Parents in Illinois might wonder what the best custody arrangement is for their children. Studies show that the most beneficial arrangement for children in most cases is joint custody. However, parents may not pursue this arrangement because of common misconceptions.

Parents might believe that children’s lives will be needlessly disrupted by having to go back and forth between their parents’ homes. However, in interviews, children have expressed a desire for this arrangement over not being able to see both parents frequently. Even parents who would consider joint custody for older children might be concerned that infants may be too young for the kind of arrangement. Many people believe that infants form an exclusive bond with their mothers, but research shows that babies bond with both parents. Therefore, there can be joint custody even with toddlers and infants.

Another concern might be a high level of conflict.
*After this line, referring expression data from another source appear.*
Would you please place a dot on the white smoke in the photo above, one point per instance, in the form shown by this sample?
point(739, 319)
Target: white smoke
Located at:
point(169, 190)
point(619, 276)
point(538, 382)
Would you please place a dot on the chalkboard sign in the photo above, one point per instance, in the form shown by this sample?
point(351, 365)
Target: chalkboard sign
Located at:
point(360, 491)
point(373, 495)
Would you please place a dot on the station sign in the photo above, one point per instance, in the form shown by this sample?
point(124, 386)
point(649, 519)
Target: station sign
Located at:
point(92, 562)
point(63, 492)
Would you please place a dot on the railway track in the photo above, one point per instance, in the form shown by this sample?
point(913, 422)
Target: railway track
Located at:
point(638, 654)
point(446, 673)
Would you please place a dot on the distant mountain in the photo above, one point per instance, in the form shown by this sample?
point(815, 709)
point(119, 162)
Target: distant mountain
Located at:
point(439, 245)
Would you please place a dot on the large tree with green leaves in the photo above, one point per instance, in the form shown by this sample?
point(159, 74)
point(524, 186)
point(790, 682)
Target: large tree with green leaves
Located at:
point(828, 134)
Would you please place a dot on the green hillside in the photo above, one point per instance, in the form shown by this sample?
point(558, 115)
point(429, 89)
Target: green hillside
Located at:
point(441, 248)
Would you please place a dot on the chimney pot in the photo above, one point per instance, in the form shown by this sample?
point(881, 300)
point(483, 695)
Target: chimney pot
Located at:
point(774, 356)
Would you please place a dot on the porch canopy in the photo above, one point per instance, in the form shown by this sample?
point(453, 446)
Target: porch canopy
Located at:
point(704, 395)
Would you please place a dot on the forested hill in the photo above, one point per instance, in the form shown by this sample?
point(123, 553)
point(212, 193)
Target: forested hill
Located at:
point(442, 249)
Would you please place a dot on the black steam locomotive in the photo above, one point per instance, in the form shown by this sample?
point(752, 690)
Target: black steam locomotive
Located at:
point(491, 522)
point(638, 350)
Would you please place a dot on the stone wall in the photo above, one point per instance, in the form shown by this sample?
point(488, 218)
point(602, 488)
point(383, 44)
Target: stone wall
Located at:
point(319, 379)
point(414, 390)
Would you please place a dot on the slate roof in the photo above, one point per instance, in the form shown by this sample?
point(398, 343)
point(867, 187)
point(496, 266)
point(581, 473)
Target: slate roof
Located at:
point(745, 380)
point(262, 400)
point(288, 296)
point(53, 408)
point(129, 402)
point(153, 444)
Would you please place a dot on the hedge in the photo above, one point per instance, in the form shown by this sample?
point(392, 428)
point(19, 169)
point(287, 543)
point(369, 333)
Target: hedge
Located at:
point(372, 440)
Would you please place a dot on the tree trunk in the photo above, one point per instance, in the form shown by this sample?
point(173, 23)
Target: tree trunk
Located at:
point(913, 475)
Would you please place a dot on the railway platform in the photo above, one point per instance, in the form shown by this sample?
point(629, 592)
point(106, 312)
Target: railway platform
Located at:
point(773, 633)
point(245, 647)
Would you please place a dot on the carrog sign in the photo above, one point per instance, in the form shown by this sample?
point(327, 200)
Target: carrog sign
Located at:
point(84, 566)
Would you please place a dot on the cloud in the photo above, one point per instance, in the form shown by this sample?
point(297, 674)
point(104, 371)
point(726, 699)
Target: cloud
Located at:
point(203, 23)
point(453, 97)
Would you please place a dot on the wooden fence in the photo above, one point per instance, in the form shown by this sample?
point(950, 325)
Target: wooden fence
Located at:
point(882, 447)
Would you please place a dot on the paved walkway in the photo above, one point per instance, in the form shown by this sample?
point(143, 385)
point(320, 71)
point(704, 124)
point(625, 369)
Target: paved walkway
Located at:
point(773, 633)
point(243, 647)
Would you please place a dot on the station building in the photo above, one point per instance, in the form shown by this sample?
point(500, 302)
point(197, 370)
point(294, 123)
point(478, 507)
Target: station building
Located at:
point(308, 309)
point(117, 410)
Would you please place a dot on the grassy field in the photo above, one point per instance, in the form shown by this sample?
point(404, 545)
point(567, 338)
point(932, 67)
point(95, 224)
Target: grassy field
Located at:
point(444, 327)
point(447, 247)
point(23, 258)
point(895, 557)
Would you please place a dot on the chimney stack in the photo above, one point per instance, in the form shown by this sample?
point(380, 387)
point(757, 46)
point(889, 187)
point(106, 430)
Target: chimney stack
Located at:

Parents may think this precludes a successful joint custody arrangement, but according to research, even in situations where joint custody is mandated, parents have less conflict and children adjust better. Children’s strong relationships with both parents can help protect them against the negative effects of their parents’ conflict.

Parents may be able to work with their attorneys to negotiate a child custody agreement. After the divorce, they might want to make a plan to only talk over text or email and to keep communication focused only on their children. If there is a change in one parent’s circumstances, such as needing to move away for work, parents may return to court for a modification of the custody agreement if necessary. Child support agreements may also be modified in court if the parent has a good reason such as job loss.